The trout project, now in its third year at Reed, involves the school's entire sixth grade, about 470 students. The students were divided into four groups, with two groups visiting the pond next week and the remaining two next week.

Jerry Rekart, coordinator of trout in the classroom for Candlewood Valley Trout Unlimited, said his organization donated trout eggs for hatching to 19 schools in Fairfield and Litchfield counties.

The students watch the eggs hatch and then release the hatchlings when they are large enough into the wild to gain an appreciation for natural environments, clean water and other conservation objectives, Rekart said.

"The trout released today will likely swim in the current down into Pond Brook and end up in Lake Lillinonah," he said.

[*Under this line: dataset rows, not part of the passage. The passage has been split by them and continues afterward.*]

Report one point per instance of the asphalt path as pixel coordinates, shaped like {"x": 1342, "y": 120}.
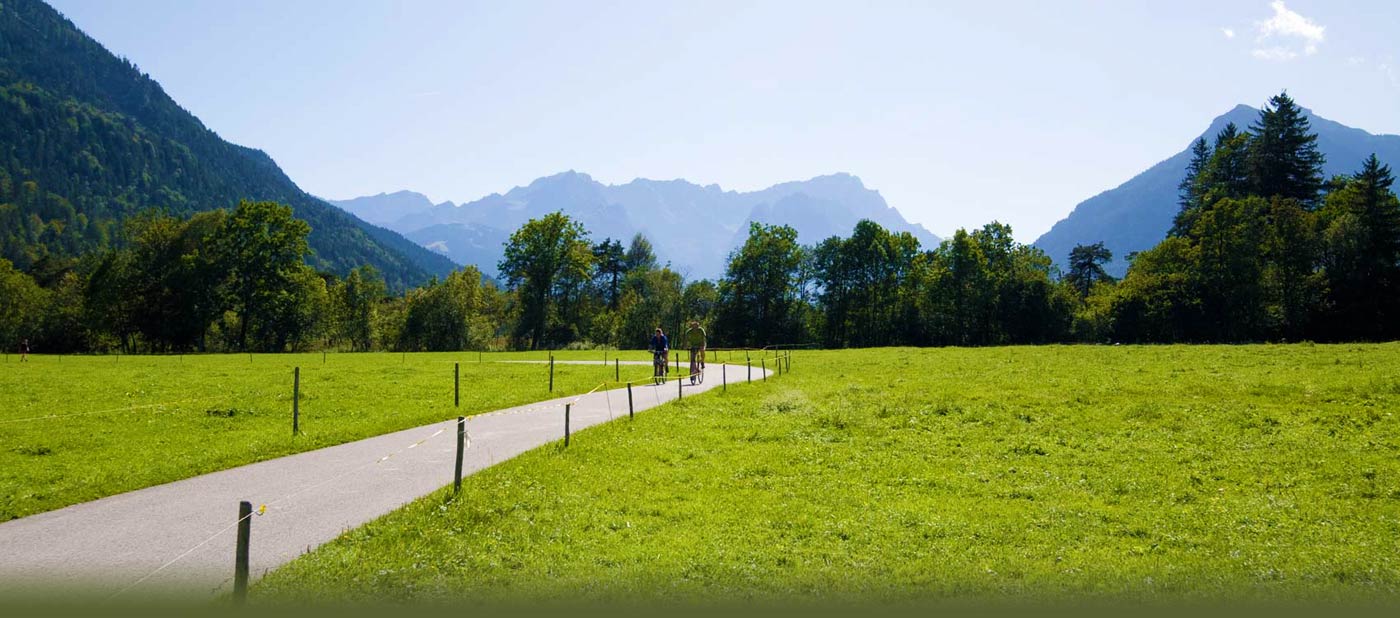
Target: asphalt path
{"x": 177, "y": 540}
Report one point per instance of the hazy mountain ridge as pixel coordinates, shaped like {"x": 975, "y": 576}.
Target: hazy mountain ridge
{"x": 690, "y": 226}
{"x": 91, "y": 142}
{"x": 1136, "y": 215}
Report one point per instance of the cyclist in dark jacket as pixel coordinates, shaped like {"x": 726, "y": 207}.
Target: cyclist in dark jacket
{"x": 661, "y": 346}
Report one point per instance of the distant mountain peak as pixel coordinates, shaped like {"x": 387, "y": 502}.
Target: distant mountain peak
{"x": 1136, "y": 215}
{"x": 692, "y": 226}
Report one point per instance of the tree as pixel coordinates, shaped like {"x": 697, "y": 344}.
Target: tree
{"x": 354, "y": 301}
{"x": 546, "y": 261}
{"x": 1227, "y": 175}
{"x": 1087, "y": 266}
{"x": 1192, "y": 191}
{"x": 178, "y": 278}
{"x": 448, "y": 314}
{"x": 760, "y": 289}
{"x": 653, "y": 299}
{"x": 609, "y": 258}
{"x": 1283, "y": 154}
{"x": 860, "y": 285}
{"x": 1361, "y": 255}
{"x": 265, "y": 247}
{"x": 21, "y": 306}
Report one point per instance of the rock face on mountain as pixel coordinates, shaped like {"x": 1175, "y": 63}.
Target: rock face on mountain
{"x": 1136, "y": 215}
{"x": 690, "y": 226}
{"x": 88, "y": 142}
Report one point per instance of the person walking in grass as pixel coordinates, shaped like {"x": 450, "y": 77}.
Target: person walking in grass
{"x": 660, "y": 346}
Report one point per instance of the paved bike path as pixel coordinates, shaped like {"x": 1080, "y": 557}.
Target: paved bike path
{"x": 125, "y": 544}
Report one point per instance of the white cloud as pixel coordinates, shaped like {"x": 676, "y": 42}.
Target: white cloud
{"x": 1274, "y": 53}
{"x": 1288, "y": 32}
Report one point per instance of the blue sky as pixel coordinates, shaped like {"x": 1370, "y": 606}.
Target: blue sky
{"x": 956, "y": 112}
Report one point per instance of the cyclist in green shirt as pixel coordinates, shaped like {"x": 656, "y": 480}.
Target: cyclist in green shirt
{"x": 695, "y": 339}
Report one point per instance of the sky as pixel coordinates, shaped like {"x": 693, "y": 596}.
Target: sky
{"x": 958, "y": 112}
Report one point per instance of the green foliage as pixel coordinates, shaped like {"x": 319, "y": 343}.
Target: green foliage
{"x": 1249, "y": 258}
{"x": 1133, "y": 474}
{"x": 452, "y": 314}
{"x": 1087, "y": 266}
{"x": 867, "y": 286}
{"x": 759, "y": 296}
{"x": 133, "y": 422}
{"x": 1283, "y": 159}
{"x": 548, "y": 262}
{"x": 354, "y": 304}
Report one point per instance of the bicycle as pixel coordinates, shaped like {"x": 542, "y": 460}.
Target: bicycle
{"x": 658, "y": 366}
{"x": 696, "y": 366}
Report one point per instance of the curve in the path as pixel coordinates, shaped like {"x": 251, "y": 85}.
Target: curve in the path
{"x": 175, "y": 540}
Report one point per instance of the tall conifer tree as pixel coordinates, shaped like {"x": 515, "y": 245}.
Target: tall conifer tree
{"x": 1283, "y": 154}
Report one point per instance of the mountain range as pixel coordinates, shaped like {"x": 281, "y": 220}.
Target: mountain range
{"x": 87, "y": 142}
{"x": 1136, "y": 215}
{"x": 690, "y": 226}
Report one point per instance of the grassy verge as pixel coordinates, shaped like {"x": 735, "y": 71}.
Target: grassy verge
{"x": 80, "y": 428}
{"x": 1145, "y": 474}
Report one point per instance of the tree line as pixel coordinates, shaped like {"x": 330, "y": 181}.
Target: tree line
{"x": 1263, "y": 248}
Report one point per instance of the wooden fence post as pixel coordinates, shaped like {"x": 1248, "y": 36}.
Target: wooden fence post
{"x": 461, "y": 440}
{"x": 245, "y": 515}
{"x": 296, "y": 400}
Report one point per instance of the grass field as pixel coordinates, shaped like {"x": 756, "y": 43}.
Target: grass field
{"x": 80, "y": 428}
{"x": 1059, "y": 472}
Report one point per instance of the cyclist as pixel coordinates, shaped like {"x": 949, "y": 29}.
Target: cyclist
{"x": 660, "y": 346}
{"x": 695, "y": 341}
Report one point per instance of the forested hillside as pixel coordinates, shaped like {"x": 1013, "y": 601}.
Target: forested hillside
{"x": 1137, "y": 215}
{"x": 87, "y": 142}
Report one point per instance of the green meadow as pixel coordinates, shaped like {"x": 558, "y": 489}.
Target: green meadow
{"x": 80, "y": 428}
{"x": 1059, "y": 472}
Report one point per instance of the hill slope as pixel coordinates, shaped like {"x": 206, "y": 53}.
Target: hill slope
{"x": 690, "y": 226}
{"x": 1136, "y": 215}
{"x": 87, "y": 140}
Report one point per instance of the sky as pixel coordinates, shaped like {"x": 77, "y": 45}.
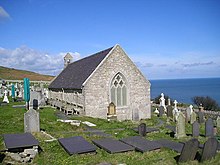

Students from Danbury High School will engage in a similar exercise and environmental study at a section of Pond Brook on Route 25 in Newtown's Hawleyville section May 17, Rekart said.

Neeb said the project at Reed began with 239 eggs donated by Trout Unlimited from which 84 trout fingerlings survived for release. The eggs were hatched and the tiny fish maintained in the school's five aquariums, he said.

If the eggs had been released naturally in the wild, only about 10 percent of them would have produced fish, the teacher said, regarding the relative success of hatching and raising them in a controlled environment at the school.